Is there an easy way to deal with this?
This is not a problem if the programs are giving probabilistic outputs, but that's a different class of programs than used in classical Solomonoff induction.
↑ comment by Lucius Bushnaq (Lblack) · 2025-02-13T14:44:24.601Z · LW(p) · GW(p)
I do use programs that give probabilistic outputs here. See claim 1 and the setup section.
I am fairly sure that there is a version of Solomonoff induction where the programs themselves output probabilities, and it's equivalent in the limit to the version where programs output binary answers. I think it's called 'stochastic' Solomonoff induction, or something like that.
I hadn't actually realised how load-bearing this might be for the proof until you pointed it out though. Thank you.
comment by Matthias Dellago (matthias-dellago) · 2025-02-11T15:43:20.574Z · LW(p) · GW(p)
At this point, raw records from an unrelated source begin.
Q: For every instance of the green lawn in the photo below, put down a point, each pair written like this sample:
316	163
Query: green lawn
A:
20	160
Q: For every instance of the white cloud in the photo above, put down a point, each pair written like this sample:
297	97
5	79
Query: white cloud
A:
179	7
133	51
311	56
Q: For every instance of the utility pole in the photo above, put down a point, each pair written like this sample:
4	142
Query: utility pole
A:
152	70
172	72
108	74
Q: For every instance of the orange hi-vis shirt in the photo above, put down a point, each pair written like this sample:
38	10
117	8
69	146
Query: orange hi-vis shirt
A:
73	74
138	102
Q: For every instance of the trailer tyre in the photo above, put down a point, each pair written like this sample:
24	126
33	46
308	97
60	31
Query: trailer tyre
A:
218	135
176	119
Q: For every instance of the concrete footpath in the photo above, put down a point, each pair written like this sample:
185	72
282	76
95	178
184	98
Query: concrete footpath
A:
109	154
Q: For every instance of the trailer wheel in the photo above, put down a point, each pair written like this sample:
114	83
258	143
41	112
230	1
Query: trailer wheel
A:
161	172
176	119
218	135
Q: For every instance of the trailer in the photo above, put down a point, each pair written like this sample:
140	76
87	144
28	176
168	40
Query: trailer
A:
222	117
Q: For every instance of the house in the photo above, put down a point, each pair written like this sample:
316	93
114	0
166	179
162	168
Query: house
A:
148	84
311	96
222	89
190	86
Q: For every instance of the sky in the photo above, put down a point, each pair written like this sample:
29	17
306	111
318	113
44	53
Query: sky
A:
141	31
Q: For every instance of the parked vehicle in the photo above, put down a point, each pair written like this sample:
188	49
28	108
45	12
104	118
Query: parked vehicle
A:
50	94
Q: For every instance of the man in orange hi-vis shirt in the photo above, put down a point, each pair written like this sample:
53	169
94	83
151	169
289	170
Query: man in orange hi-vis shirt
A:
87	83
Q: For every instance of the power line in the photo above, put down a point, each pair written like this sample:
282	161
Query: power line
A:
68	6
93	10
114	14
Very nice! Alexander and I were thinking about this after our talk as well. We thought of this in terms of the kolmogorov structure function and I struggled with what you call Claim 3, since the time requirements are only bounded by the busybeaver number. I think if you accept some small divergence it could work, I would be very interested to see.
Replies from: Lblack↑ comment by Lucius Bushnaq (Lblack) · 2025-02-11T16:03:56.530Z · LW(p) · GW(p)
For claim 3, I think we just want to assume that the process we are trying to predict doesn’t have time requirements that are too large for us to make a prediction we are happy with. I think this has to be an assumption about the data we make because it is just genuinely not true of many processes we can conceive of, and I don’t think deep learning would work to predict those processes. Many parts of the real world we care about just turn out to be the efficiently predictable.
Replies from: matthias-dellago↑ comment by Matthias Dellago (matthias-dellago) · 2025-02-11T21:18:49.285Z · LW(p) · GW(p)
"Many parts of the real world we care about just turn out to be the efficiently predictable."
I had a dicussion about exactly these 'pockets of computational reducibility' today. Whether they are the same as the more vague 'natural abstractions', and if there is some observation selection effect going on here.
comment by Max Hennick (max-hennick-1) · 2025-02-11T20:17:41.857Z · LW(p) · GW(p)
So I have been playing around with some similar ideas but from a symbolic dynamics perspective. In that setting one can define a free energy over strings. There also exists a fractal dimension related to compressibility. The free energy and this fractal dimension are seemingly related through SI, and I suspect this fractal dimension is related to the LC. Happy to share if you think this might be useful for you.